Bangladesh on Wednesday released jailed former Prime Minister and main Opposition leader Khaleda Zia for six months on condition that she would stay at home, amid the coronavirus outbreak in the country.
The 74-year-old Bangladesh Nationalist Party chief is serving a 17-year prison term in two graft cases since February 8, 2018.
Home minister Asaduzzaman Khan Kamal said Zia was freed conditionally on humanitarian grounds after Prime Minister Sheikh Hasina's approval.
Wearing a mask and clad in a black saree, Zia came out of the jail in a wheelchair. She was flanked by her supporters and party workers. She rode a car to her home in Dhaka's posh Gulshan colony.
Earlier, Kamal said required procedures were completed for her release for six months under her younger brother Shamim Iskandar's custody on two conditions requiring her to stay at her residence during the period and she could not leave the country.
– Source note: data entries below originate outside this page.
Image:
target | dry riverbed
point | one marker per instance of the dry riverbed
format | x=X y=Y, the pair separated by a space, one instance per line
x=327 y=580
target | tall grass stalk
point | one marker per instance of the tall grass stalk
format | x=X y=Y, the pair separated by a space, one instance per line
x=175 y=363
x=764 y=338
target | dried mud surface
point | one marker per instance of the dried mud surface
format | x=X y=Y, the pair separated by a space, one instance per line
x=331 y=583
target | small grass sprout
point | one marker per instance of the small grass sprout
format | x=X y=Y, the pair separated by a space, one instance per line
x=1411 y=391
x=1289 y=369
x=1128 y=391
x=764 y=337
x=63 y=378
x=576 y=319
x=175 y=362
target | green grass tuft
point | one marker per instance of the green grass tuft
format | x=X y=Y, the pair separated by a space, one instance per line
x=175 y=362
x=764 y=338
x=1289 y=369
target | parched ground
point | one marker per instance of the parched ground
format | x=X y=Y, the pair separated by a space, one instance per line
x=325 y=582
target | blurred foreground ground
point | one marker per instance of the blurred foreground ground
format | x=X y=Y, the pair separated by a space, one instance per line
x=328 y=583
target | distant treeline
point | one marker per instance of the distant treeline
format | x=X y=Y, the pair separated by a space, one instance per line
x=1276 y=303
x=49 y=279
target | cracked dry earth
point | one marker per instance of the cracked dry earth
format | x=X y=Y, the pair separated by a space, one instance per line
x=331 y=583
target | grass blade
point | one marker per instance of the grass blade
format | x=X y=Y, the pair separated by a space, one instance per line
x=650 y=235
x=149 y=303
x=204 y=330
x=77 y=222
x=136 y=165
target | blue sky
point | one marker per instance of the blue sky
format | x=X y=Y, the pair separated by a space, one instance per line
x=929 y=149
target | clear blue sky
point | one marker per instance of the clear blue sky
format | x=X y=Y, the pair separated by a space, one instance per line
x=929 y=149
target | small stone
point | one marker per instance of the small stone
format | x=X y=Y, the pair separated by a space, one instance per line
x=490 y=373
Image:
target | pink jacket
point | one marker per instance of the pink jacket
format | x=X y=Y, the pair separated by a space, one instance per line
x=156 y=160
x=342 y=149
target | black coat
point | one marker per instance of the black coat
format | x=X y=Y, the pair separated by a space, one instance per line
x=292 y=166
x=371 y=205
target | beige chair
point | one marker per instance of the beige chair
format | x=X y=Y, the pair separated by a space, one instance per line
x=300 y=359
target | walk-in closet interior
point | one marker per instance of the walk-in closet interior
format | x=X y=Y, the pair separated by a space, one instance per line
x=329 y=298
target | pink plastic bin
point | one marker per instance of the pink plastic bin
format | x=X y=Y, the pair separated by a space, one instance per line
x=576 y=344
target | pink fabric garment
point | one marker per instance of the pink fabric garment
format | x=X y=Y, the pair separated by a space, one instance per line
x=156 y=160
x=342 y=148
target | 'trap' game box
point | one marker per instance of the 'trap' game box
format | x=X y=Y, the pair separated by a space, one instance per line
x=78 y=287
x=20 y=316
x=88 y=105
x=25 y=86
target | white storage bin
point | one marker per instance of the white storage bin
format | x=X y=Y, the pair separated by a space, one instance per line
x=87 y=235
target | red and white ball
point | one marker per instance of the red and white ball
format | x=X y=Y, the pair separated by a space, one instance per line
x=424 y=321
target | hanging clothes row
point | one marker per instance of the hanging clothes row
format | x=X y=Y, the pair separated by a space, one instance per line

Kamal said Zia would not be able to take part in any political activity during the period.
On Tuesday, Law minister Anisul Huq said the BNP chief the decision to free Zia was taken in line with Prime Minister Hasina's directives and considering the age of the former prime minister.
'...Zia will be released for a period of six months and she must stay in her own house,' the minister said.
Senior party leaders including BNP's secretary general Mirza Fakhrul Islam Alamgir and others were seen struggling to keep away the party activists in view of the COVID-19 outbreak, saying the social distancing was crucial for their 74-year-old ailing leader.
Kamal said Hasina decided to free her for six months as Zia's brother Eskandar and sister Selima Rahman recently met the premier with an appeal for the BNP leader's release.
Zia served thrice as the premier since 1991. Her party suffered a miserable defeat in the 2018 elections bagging only six seats in 300-seat parliament.
Her conviction on 'moral turpitude' charges debarred her from contesting the polls.
She was sent to jail in February 2018 by a local court on charges of embezzling foreign donations meant for an orphanage, named after her slain husband and president Ziaur Rehman, during her premiership between 2001 and 2006.
Rehman, a military ruler-turned-politician, was the founder of the BNP.
She was convicted in another corruption case later the same year, though her party claims both cases are politically motivated.